05/21/2002 11:00PM

It's hard to knock him now


PHILADELPHIA - A few weeks before the Kentucky Derby, somebody asked John Ward if he thought there was any chance we could have a Triple Crown winner this year. The obvious answer was no, since none of the 3-year-olds had really distinguished themselves.

The right answer was Ward's. "Why not?," he said.

Without any great horses in the bunch, this might be the perfect year for a Triple Crown winner.

War Emblem may or may not be a great horse. Time and times will tell us that. But he is clearly the best of this bunch.

War Emblem has only a few problems as he tries to become the 12th Triple Crown winner.

The big colt is now an "everybody'' horse. That's rarely good under any circumstance. That's especially a bad sign because he was a "nobody'' horse three weeks ago.

It's also a little disconcerting that trainer Bob Baffert has gone from understated to overconfident. Still, who can blame him?

Anybody who watched the Preakness has to think War Emblem is going to win the Belmont Stakes. Only those who misunderstood the finish might look elsewhere.

Magic Weisner seemed to be closing fast, but that was a bit of an illusion. War Emblem, after all his battles, was slowing down. What happened after the wire was as important as what happened before it. Once War Emblem caught a glimpse of Magic Weisner, he pulled away again. He won the gallop out to the clubhouse turn by a few lengths. Anybody who thinks the Preakness winner was a tired horse at the finish simply was not paying close enough attention.

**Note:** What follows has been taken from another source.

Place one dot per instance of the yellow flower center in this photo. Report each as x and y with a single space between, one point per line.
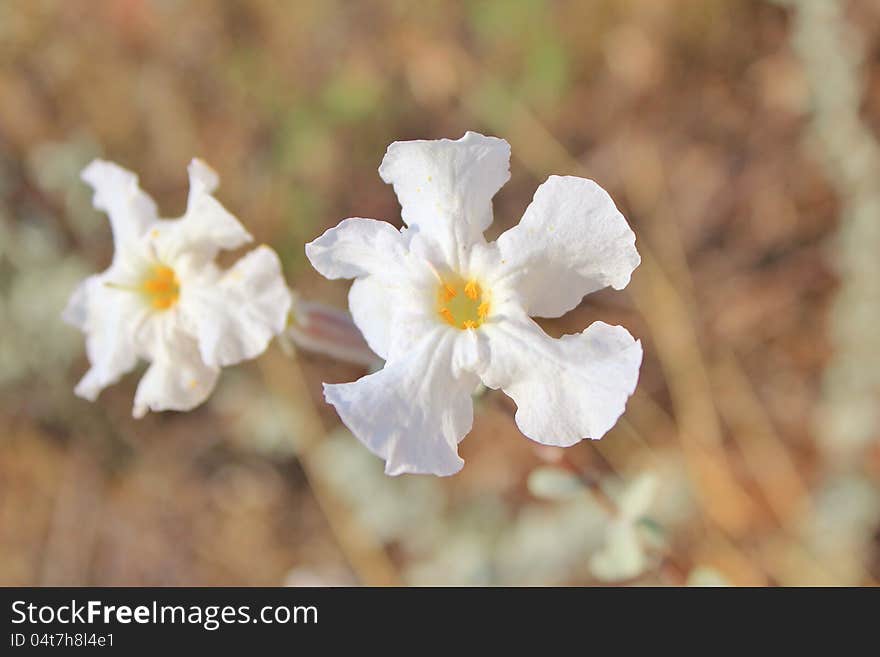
462 304
161 287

No 3-year-old gets Beyers of 112, 114, and 109 in April and May without being very talented. No horse fights off all the challenges War Emblem did without being top class.

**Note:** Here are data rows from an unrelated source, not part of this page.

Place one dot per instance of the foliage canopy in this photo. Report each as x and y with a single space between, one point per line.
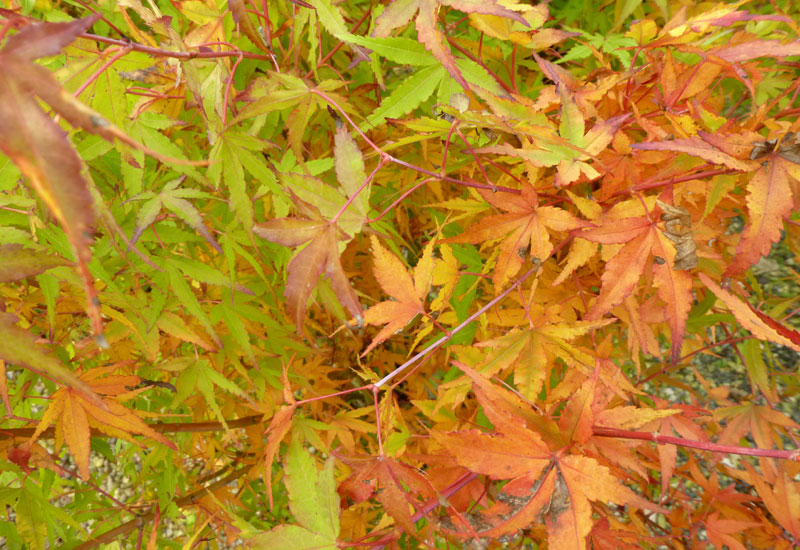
426 273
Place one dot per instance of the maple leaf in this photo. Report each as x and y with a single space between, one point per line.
320 254
74 415
397 486
549 484
409 294
533 352
782 499
313 502
173 198
769 202
526 227
624 270
750 320
400 12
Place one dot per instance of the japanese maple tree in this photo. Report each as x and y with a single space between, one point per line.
406 274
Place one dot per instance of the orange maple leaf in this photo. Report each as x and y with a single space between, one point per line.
74 415
544 482
320 254
526 227
769 202
399 12
397 486
409 294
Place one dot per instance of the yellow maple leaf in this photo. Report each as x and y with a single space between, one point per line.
409 294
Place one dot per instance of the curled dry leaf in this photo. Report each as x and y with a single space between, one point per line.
678 229
789 148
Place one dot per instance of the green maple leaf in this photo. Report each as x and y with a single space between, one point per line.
400 12
314 503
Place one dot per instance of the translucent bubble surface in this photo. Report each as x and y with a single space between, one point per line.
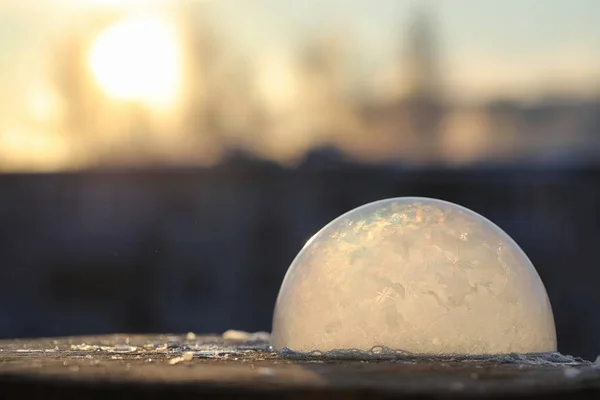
416 275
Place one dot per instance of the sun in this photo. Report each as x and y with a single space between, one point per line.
138 59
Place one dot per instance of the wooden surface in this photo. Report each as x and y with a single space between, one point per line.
172 366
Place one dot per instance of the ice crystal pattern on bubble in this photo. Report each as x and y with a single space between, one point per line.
416 275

Any horse with speed and courage is a major threat to win the Belmont. War Emblem obviously qualifies on both counts.

What many missed after the Derby was this. Since Winning Colors wired the 1988 Derby, the early leader in the Derby had finished 13th, 16th, 15th, 14th, third, 18th, 16th, 14th, 16th, 17th, eighth, 15th, and eighth. Until War Emblem went all the way.

Any horse who can run through that history and then show an entirely different dimension two weeks later clearly is serious.

Remember all those other "speed'' horses in the Preakness. Other than Menacing Dennis, War Emblem made them all look slow by comparison. That is not to be overlooked.

Wayne Lukas was complaining of traffic problems after the Preakness, saying his two horses (Table Limit and Proud Citizen) were caught wide on the first turn. Well, whose fault was that? Lukas chose outside post positions. He got what he asked for.

Baffert is so sharp right now that he chose post 8 knowing that the other trainers with speed horses would choose to stay outside of War Emblem. They all fell right into the trap.

Under the circumstances, Proud Citizen ran a terrific race. He made a terrific run at War Emblem in the stretch. Would an easier trip for Proud Citizen around the first turn have changed the outcome? I doubt it. War Emblem has had the lead in the stretch six times. He is 6 for 6.

As the Belmont approaches, some will focus on War Emblem's early career. Forget that. It's irrelevant. He has now decisively beaten the horses who finished in front of him in his first life.

In this life, War Emblem has been dominant, winning his three races prior to the Preakness by a combined 21 lengths without ever being behind a horse. His Preakness was dominant in another way. Now, all War Emblem has to do is overcome the fact that for the first time in his life, he looks obvious.